Therapy targets the moment things escalate in couples

How couples therapy works in moments of conflict and escalation, and why slowing down and turning towards each other strengthens emotional safety and connection.

Working with couples is complex.

Life is busy, and people understandably arrive in the couples therapy space carrying whatever they are carrying from that week. The residue of work, family life, stress, disappointment, exhaustion.

And yet, we often have just sixty minutes to achieve something different relationally.

It is my job to stay focused on the long-term goal: a growing secure connection, emotional safety, and mutual sense of trust in the relationship as a source of support.

Emotionally focused couples therapy is not about avoiding storms, far from it. Life will bring them. What matters is recognising that when things become tough, as they so often do, it is the relationship — built slowly over time — and a willingness to turn towards our partner in moments of vulnerability, that can carry us through safely to the other side.

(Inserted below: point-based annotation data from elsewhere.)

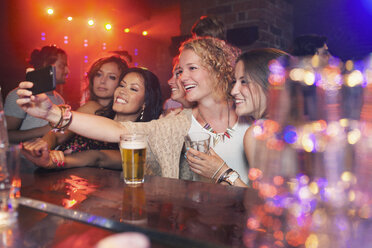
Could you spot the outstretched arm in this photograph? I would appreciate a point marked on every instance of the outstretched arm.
(16, 135)
(98, 158)
(91, 126)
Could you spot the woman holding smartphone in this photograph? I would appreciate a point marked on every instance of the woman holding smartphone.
(22, 126)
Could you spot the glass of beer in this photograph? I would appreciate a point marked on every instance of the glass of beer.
(133, 156)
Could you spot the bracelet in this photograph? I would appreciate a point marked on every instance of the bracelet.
(224, 175)
(215, 173)
(65, 120)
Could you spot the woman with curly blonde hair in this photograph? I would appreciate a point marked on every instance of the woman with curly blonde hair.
(206, 69)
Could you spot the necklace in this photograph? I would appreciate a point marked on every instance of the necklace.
(218, 136)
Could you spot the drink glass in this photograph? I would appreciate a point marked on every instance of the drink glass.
(10, 184)
(133, 156)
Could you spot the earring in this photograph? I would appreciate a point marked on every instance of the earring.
(141, 115)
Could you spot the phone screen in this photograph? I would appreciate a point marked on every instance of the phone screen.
(44, 79)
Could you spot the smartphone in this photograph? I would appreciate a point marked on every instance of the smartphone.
(44, 79)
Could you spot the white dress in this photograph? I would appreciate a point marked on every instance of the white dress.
(231, 150)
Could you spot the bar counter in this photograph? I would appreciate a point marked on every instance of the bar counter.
(78, 207)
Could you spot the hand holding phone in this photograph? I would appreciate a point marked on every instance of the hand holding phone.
(44, 79)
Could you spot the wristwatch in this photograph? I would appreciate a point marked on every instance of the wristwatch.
(231, 177)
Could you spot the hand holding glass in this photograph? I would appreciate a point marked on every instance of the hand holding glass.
(199, 141)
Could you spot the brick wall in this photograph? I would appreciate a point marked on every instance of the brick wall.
(272, 18)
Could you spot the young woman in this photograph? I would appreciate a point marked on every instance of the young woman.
(250, 93)
(137, 98)
(206, 70)
(177, 98)
(21, 126)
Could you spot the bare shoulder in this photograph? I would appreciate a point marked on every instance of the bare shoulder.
(249, 134)
(89, 107)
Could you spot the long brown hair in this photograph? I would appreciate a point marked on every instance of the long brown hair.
(257, 71)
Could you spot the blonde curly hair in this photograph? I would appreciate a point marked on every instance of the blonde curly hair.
(219, 59)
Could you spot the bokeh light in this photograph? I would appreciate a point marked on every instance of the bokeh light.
(108, 26)
(50, 11)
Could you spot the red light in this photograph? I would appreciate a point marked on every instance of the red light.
(108, 26)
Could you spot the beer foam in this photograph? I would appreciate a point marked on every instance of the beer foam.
(133, 144)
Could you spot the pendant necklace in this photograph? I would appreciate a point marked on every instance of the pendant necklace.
(218, 136)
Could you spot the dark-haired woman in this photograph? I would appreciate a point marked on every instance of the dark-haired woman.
(22, 126)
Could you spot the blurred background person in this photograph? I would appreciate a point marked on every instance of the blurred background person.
(177, 99)
(21, 126)
(209, 26)
(310, 45)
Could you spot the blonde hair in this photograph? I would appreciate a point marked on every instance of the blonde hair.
(219, 59)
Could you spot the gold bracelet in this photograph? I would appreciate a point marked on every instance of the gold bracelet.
(215, 173)
(65, 120)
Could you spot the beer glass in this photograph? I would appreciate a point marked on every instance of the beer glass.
(133, 156)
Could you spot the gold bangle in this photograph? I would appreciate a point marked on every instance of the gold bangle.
(219, 168)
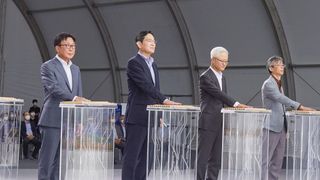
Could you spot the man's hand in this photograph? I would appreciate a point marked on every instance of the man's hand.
(303, 108)
(243, 106)
(81, 99)
(168, 102)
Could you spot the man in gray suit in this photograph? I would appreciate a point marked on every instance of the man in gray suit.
(274, 99)
(61, 81)
(213, 96)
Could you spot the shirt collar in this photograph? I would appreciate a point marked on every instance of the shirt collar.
(147, 59)
(219, 74)
(63, 62)
(277, 81)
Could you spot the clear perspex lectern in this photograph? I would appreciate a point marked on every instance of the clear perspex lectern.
(303, 145)
(172, 142)
(87, 140)
(10, 118)
(242, 139)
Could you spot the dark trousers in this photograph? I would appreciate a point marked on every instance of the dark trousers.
(36, 143)
(49, 156)
(209, 154)
(135, 153)
(272, 160)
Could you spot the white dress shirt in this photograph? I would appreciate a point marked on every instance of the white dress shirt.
(149, 61)
(219, 77)
(66, 66)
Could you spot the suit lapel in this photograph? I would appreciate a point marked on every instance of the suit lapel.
(213, 77)
(224, 84)
(156, 75)
(145, 66)
(74, 77)
(62, 72)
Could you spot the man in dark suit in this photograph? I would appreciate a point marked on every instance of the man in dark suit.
(61, 81)
(213, 96)
(29, 135)
(144, 89)
(273, 98)
(35, 108)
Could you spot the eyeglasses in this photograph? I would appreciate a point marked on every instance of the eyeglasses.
(150, 41)
(281, 65)
(68, 46)
(223, 61)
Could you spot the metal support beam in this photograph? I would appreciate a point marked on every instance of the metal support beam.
(188, 45)
(35, 29)
(3, 4)
(106, 38)
(282, 40)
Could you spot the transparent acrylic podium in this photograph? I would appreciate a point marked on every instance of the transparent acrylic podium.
(87, 140)
(242, 139)
(172, 142)
(303, 145)
(10, 118)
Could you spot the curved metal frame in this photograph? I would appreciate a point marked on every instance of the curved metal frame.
(35, 29)
(106, 38)
(282, 39)
(188, 45)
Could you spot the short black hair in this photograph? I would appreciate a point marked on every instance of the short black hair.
(271, 60)
(62, 36)
(140, 37)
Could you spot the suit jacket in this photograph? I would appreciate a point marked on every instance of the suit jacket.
(142, 91)
(24, 130)
(56, 89)
(212, 100)
(275, 100)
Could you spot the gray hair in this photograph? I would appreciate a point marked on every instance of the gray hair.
(216, 51)
(271, 62)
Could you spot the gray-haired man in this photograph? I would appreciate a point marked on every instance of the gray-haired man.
(274, 99)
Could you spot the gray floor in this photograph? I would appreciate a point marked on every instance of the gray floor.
(28, 171)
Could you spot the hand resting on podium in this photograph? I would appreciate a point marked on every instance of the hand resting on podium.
(169, 102)
(243, 106)
(81, 99)
(304, 108)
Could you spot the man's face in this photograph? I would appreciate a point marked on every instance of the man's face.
(277, 68)
(66, 49)
(148, 45)
(220, 62)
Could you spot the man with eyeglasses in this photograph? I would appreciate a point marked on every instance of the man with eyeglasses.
(273, 98)
(61, 81)
(144, 89)
(213, 96)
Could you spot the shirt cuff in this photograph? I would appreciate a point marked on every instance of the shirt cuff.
(236, 104)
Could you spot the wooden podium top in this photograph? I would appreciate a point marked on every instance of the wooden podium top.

How couples therapy helps during moments of conflict

This is where therapy begins.

We slooooow things right down.

We get deeply, deeply curious.

We begin to understand that a cycle is happening.

I support couples to risk doing something very different in the moment. Rather than being caught in an escalating cycle, how might it be to risk turning towards, in vulnerability, the person we treasure most?

We interrupt the cycle by leaning in rather than out.

This is where the healing happens.

This is where the bond is strengthened.

A moment of potential disconnection is transformed into a moment of connection.